Non-abelian groups where $(ab)^{n+i}=a^{n+i}b^{n+i}$ for all $0\leq i\leq k$, $k>1$

Question

In this question it is asked for an example of a group $G$ such that $(ab)^n=a^nb^n$ for all $a, b\in G$ holds for two consecutive integers $n\in\{m, m+1\}$, but $G$ is not an abelian group. The solution is easy: take $m=0$, or even $m=|G|$. I would be interested to see how long these chains can get.

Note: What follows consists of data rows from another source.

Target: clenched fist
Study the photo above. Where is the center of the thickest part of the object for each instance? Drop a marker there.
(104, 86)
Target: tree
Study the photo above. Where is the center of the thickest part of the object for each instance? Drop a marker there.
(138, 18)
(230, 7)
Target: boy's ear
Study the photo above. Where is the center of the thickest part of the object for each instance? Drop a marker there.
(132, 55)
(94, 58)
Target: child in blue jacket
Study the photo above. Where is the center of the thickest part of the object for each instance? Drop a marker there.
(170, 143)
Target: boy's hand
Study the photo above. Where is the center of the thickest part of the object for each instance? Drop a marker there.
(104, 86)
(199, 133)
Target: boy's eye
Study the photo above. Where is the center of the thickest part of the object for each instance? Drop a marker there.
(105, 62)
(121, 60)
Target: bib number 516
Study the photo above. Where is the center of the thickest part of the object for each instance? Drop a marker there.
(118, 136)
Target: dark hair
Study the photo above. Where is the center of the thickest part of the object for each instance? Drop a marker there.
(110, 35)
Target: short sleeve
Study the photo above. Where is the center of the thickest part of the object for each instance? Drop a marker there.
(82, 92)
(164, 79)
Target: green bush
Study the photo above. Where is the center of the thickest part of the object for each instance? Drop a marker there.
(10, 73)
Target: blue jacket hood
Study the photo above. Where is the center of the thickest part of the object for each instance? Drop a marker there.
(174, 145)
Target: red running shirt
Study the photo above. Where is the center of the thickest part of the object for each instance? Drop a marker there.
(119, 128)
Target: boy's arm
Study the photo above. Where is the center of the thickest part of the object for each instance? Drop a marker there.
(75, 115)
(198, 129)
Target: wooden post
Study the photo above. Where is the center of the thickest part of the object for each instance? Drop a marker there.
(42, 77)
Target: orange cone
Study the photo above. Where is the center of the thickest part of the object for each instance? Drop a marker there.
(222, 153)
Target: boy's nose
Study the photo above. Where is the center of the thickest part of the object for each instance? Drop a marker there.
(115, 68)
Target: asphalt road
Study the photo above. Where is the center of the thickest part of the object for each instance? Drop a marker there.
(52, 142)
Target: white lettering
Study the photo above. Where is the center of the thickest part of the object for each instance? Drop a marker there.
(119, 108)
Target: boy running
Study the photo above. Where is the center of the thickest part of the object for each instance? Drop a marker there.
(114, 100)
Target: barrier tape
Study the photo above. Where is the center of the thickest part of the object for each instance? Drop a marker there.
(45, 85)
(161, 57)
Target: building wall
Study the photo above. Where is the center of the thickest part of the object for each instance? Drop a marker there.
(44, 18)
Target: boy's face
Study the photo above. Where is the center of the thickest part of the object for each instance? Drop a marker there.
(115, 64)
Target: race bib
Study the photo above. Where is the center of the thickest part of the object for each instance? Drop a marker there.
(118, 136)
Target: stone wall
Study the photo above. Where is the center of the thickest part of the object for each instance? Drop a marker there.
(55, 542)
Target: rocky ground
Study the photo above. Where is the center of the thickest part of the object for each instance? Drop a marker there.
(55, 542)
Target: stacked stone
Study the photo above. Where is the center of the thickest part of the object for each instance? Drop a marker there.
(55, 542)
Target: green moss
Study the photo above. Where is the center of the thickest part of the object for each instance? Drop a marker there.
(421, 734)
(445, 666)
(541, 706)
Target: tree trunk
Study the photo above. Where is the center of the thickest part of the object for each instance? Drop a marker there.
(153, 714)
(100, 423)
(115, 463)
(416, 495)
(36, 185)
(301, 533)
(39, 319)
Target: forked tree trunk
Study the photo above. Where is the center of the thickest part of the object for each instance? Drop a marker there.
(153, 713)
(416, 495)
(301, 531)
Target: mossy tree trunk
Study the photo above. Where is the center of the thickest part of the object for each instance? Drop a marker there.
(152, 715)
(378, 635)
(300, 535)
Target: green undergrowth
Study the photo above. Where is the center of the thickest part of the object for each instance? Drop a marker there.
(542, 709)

What is the least $k$ such that there exists some integer $n$ and some non-abelian group $G=\langle a, b\rangle$ such that the following holds? $$(ab)^n=a^nb^n, (ab)^{n+1}=a^{n+1}b^{n+1}, \ldots, (ab)^{n+k}=a^{n+k}b^{n+k}$$

Note that if $k=2$ then simply taking $n=-1$ (so the chain $-1, 0, 1$) with $G$ arbitrary doesn't work, as $(ab)^{-1}=b^{-1}a^{-1}$ so if $(ab)^{-1}=a^{-1}b^{-1}$ and $a$ and $b$ necessarily commute. One can also prove that $a^n$ and $b$ commute (and so by symmetry $a$ and $b^n$ commute). Therefore, $|n|>1$ for all $k$.

Answer 1

The answer: $k=1$. Proof: Let $k\ge 2$, so $$ (ab)^{n}=a^{n}b^{n} $$ $$ (ab)^{n+1}=a^{n+1}b^{n+1} $$ $$ (ab)^{n+2}=a^{n+2}b^{n+2} $$ From 1st and 2nd $ab=(ab)^{-n}(ab)^{n+1}=b^{-n}ab^{n+1}$, i.e. $a=b^{-n}ab^{n}$. Similarly from 2nd and 3rd $a=b^{-n-1}ab^{n+1}$. Now we have $a=b^{-1}b^{-n}ab^{n}b=b^{-1}ab$.

In addition, if $k=1$ then for every $n$ we have an (infinite) group $G=\langle a, b\mid a=b^{-n}ab^{n}\rangle$.